Washington State University researchers genetically alter rice plants
Date:10-25-2017
By 2050, global food production will need to double to feed 9.1 billion people. Today, rice fields around the world such as this one in Lombok, Indonesia, produce rice that help feed half of the current population.
Washington State University (WSU) researchers are participating in international research to improve photosynthetic efficiency in rice to help reduce world hunger.
Cousins Lab, one of 12 institutions working on the C4 Rice Project funded by the Bill and Melinda Gates Foundation, is conducting the research. Eight countries around the world are collaborating using innovative scientific techniques to enhance rice crop yields.
“The objective is to supercharge photosynthesis in rice,” said Asaph Cousins, associate professor in the School of Biological Sciences at WSU.
The world’s population will reach 9.1 billion by the year 2050, the Food and Agriculture Organization of the United Nations predicted. Nearly all of this population growth will occur in developing countries.
Rice feeds almost half of humanity. Global food production will need to increase by 50 percent to feed 2 billion more mouths, according to a report from the FAO.

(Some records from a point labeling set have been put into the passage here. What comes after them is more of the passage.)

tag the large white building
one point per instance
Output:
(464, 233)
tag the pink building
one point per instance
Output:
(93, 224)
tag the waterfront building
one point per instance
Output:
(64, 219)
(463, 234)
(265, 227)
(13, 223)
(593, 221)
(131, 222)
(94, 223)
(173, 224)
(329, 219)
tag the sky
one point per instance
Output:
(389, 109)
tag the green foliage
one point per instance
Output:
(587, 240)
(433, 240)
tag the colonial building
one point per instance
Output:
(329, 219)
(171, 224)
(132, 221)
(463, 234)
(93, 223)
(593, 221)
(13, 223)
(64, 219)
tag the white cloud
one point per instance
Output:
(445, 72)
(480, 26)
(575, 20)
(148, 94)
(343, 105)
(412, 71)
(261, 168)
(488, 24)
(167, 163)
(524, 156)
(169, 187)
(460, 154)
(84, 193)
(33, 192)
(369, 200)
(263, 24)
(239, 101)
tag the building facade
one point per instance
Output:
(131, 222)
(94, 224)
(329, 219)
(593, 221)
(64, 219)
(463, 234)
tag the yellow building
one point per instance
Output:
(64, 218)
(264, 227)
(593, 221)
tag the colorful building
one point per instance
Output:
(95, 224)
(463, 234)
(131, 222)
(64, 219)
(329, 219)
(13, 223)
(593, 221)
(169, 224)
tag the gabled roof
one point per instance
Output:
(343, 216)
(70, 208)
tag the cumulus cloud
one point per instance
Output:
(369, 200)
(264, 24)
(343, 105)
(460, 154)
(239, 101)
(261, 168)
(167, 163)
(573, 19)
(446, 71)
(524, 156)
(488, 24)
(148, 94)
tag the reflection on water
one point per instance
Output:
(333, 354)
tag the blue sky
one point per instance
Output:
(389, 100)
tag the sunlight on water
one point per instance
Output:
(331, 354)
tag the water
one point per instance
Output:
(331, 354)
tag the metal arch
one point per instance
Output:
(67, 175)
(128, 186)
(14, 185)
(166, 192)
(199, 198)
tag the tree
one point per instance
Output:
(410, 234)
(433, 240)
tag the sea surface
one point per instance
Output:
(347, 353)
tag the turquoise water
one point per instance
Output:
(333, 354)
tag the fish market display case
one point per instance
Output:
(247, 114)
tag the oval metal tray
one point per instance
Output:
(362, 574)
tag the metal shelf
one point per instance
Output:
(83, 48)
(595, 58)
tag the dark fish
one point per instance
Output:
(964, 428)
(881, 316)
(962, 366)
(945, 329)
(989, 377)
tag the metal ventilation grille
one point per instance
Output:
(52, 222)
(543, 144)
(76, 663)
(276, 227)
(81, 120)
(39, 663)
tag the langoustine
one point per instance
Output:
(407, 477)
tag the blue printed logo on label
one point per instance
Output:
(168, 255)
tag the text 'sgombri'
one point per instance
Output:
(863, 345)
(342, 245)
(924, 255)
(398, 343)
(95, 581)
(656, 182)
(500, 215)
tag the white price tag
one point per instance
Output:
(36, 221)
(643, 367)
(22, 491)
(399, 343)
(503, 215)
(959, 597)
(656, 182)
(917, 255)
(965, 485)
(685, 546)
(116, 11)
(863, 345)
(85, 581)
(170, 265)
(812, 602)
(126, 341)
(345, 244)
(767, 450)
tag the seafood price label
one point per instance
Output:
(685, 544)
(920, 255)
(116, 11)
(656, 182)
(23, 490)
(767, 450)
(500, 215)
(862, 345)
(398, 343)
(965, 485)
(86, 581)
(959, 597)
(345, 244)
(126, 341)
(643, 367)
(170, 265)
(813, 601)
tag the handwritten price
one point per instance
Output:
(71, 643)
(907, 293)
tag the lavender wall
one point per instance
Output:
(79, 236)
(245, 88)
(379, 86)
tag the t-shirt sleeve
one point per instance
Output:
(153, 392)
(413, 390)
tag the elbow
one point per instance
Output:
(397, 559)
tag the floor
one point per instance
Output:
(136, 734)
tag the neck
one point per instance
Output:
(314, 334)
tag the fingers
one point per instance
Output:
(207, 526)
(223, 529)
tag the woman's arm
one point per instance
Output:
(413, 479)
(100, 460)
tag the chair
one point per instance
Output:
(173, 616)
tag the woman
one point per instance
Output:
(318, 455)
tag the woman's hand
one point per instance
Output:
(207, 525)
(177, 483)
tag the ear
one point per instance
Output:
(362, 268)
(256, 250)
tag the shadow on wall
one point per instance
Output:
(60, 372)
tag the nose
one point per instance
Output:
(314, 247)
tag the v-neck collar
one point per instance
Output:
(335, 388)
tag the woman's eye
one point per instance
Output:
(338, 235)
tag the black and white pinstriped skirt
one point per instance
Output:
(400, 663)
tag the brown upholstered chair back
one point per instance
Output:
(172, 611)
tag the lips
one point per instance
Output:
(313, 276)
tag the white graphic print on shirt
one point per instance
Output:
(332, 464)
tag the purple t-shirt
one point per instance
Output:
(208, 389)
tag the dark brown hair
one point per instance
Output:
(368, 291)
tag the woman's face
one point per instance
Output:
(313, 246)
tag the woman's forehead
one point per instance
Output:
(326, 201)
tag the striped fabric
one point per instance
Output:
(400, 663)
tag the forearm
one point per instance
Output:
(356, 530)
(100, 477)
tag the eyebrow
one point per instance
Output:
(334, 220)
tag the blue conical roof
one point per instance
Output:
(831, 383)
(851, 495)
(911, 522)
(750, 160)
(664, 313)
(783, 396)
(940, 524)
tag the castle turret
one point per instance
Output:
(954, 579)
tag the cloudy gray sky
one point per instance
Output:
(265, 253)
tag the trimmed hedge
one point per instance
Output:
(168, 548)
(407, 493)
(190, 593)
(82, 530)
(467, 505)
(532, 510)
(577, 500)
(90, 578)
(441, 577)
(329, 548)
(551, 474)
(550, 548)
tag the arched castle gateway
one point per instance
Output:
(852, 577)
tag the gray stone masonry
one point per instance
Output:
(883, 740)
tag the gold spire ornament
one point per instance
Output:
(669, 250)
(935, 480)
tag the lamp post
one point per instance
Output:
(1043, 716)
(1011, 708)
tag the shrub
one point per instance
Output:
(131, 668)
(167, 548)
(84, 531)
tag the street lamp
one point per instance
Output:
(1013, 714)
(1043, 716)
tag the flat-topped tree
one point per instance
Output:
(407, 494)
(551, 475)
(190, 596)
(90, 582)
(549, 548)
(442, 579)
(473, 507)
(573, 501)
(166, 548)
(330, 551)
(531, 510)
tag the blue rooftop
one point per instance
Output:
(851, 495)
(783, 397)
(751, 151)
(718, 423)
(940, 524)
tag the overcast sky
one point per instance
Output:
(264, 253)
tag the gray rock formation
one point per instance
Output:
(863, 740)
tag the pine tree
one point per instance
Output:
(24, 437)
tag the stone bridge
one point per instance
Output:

Competition for land is a problem in regions like Asia because urbanization is decreasing available land for agriculture, said Rita Giuliani, post-doctoral scientist on the project.
Cousins said his aim is for developing countries to have higher crop yields without more land usage.
Introduction of the C4 photosynthetic pathway is predicted to increase rice crop yields by 50 percent and majorly decrease water usage. Rice farmers can have higher crop yields without needing more land while conserving water.
“It’s basically a triple hit,” said Jane Langdale, the current coordinator of the C4 Rice Project.
Rice is traditionally a C3 plant, along with wheat. Transition from a C3 photosynthetic pathway to C4 requires altering certain genes. Corn naturally has a C4 pathway that Cousins Lab is trying to mimic and introduce to rice. Using corn as a template, the hope is to make rice’s metabolic process extremely efficient.
“It’s very ambitious work, trying to change what nature did over the course of thousands of years in just 25,” Giuliani said.
Photosynthesis is a metabolic process through which plants convert energy from sunlight, CO2 and water into needed nutrients. C3 and C4 are two different photosynthetic pathways available in plants.
For example, there are two ways to pick grapes: Picking each individual grape versus the whole bunch. Picking the whole bunch is more efficient than picking individual grapes. C3 and C4 plants act in a similar way — C4 photosynthesis is more efficient than C3.
Labs across the nation send seed samples, with genetic alterations, to Cousins Lab for testing, Asaph said. Once the seed has grown and produces leaves, testing begins. The leaves are tested to see if the genetic alterations made earlier have worked or not.
Cousins acknowledged the ethical questions brought up when researchers genetically engineer plants. He said some parts of the public had responded to the project with skepticism and other researchers were doubtful that the team could accomplish such a large task. He also said they were excited by the possibilities it could create.
This would be a huge step for the science field if this project is successful, Cousins said.